Now, since there is no variable in A,B,C,D where the entire expression is true whenever that variable is true, none of:
X || A
X || B
X || C
X || D
can possibly be the last operation in the expression (for any X).
Case 2:
X && Y: such that Y is one of A,B,C,D and X is any sequential boolean expression.
Now, since there is no variable in A,B,C,D where the entire expression is false whenever that variable is false, none of:
X && A
X && B
X && C
X && D
can possibly be the last operation in the expression (for any X).
Therefore you cannot write (A || B) && (C || D) in this way.
The reason you are able to do this for some expressions, like: A && ( B || C) becoming C || B && A is because that expression can be built recursively out of expressions which have one of the two properties above:
IE.
The truth table for A && ( B || C) is:
A | B | C |
0 | 0 | 0 | 0
0 | 0 | 1 | 0
0 | 1 | 0 | 0
0 | 1 | 1 | 0
1 | 0 | 0 | 0
1 | 0 | 1 | 1
1 | 1 | 0 | 1
1 | 1 | 1 | 1
Which we can quickly see has the property that it is false whenever A is 0. So Our expression Could be X && A.

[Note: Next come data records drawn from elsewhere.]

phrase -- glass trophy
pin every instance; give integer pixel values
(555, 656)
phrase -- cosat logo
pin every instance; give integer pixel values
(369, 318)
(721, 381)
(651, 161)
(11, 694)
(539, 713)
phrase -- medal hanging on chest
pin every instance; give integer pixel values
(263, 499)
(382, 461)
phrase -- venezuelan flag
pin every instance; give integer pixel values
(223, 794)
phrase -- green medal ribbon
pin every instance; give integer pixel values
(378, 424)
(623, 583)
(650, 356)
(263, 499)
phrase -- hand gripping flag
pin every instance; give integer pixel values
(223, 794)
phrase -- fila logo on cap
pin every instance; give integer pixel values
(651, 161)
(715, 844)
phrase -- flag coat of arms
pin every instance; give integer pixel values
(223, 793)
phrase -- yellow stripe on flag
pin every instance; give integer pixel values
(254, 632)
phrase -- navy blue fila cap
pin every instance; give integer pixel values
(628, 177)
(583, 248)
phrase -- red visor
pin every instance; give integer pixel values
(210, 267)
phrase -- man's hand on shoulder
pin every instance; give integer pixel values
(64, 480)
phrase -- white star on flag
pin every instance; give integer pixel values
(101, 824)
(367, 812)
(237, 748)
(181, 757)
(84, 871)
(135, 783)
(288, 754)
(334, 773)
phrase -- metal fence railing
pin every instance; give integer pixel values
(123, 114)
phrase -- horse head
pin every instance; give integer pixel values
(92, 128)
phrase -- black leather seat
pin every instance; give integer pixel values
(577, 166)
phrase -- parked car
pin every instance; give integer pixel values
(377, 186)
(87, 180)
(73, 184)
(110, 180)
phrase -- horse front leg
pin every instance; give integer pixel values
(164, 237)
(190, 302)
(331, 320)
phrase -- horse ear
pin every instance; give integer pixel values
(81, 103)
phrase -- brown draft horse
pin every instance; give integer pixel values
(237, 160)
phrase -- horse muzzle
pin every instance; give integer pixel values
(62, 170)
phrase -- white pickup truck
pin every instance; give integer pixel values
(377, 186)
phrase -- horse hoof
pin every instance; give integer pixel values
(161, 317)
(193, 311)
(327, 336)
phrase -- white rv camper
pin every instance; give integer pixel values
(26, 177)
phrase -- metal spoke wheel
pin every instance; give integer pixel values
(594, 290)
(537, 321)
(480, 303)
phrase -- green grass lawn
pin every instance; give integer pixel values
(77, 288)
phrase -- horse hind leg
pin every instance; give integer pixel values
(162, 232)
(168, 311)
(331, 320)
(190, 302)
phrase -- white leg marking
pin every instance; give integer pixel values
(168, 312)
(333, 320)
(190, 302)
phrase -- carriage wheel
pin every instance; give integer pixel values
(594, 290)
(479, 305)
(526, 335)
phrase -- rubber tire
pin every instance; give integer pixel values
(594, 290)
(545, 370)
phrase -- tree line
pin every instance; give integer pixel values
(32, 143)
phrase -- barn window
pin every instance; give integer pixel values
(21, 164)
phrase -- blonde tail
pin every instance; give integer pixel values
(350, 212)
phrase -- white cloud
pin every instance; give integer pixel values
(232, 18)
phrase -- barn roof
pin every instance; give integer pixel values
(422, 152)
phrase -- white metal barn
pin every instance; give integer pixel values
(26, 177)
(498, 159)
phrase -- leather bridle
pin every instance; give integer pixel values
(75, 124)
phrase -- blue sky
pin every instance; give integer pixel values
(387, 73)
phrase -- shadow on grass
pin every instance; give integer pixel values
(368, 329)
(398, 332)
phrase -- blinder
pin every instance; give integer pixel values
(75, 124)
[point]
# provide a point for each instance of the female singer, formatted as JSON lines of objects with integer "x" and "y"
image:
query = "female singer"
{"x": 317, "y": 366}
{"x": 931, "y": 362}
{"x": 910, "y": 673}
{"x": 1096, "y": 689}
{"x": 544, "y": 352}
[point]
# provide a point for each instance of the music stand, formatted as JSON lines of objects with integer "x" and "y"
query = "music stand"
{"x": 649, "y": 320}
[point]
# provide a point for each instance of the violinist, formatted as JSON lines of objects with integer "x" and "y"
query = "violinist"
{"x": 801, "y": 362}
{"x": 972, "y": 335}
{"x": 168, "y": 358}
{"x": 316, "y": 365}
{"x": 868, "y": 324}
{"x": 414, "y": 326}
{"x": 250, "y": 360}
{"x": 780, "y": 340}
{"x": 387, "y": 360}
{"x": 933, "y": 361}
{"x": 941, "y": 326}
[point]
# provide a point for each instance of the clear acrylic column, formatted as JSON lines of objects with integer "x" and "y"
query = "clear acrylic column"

Then we take A out of the truth table and look at only the rows where A is 1 is the original:
B | C
0 | 0 | 0
0 | 1 | 1
1 | 0 | 1
1 | 1 | 1
Which has the property that it is True whenever B is 1 (or C, we can pick here). So we can write the expression as
X || B and the entire expression becomes X || B && A
Then we reduce the table again to the portion where B was 0 and we get:
C
0 | 0
1 | 1
X is just C. So the final expression is C || B && A
This is a problem of rewriting an expression so that no parentheses occur on the right. Logical AND (∧) and OR (∨) are both commutative:
A ∧ B = B ∧ A
A ∨ B = B ∨ A
So you can rewrite any expression of the form “X a (Y)” as “(Y) a X”:
A ∧ (B ∧ C) = (A ∧ B) ∧ C
A ∧ (B ∨ C) = (B ∨ C) ∧ A
A ∨ (B ∧ C) = (B ∧ C) ∨ A
A ∨ (B ∨ C) = (B ∨ C) ∨ A
They are also distributive, by the following laws:
(A ∧ B) ∨ (A ∧ C)
= A ∧ (B ∨ C)
= (B ∨ C) ∧ A
(A ∨ B) ∧ (A ∨ C)
= A ∨ (B ∧ C)
= (B ∧ C) ∨ A
So many Boolean expressions can be rewritten without parentheses on the right. But, as a counterexample, there is no way to rewrite an expression such as (A ∧ B) ∨ (C ∧ D) if A ≠ C, because of the lack of common factors.
Can't you just do this:
(( A || C ) && D)
and for your second example:
((( A && C ) || B ) && A )
Would that work for you?
Hope that helps...
You'll hit problems if you need to do something like (A || B) && (C || D) unless you can store the intermediate values for later use.
If you're allowed to construct more than one chain and try them all until either one of them passes or they all fail (so each chain is effectively ORed with the next) then I should think you can handle any combination. The example above would become (where each line is a separate query):
(A && C) ||
(A && D) ||
(B && C) ||
(B && D)
However, for a very complex check this could easily get out of hand!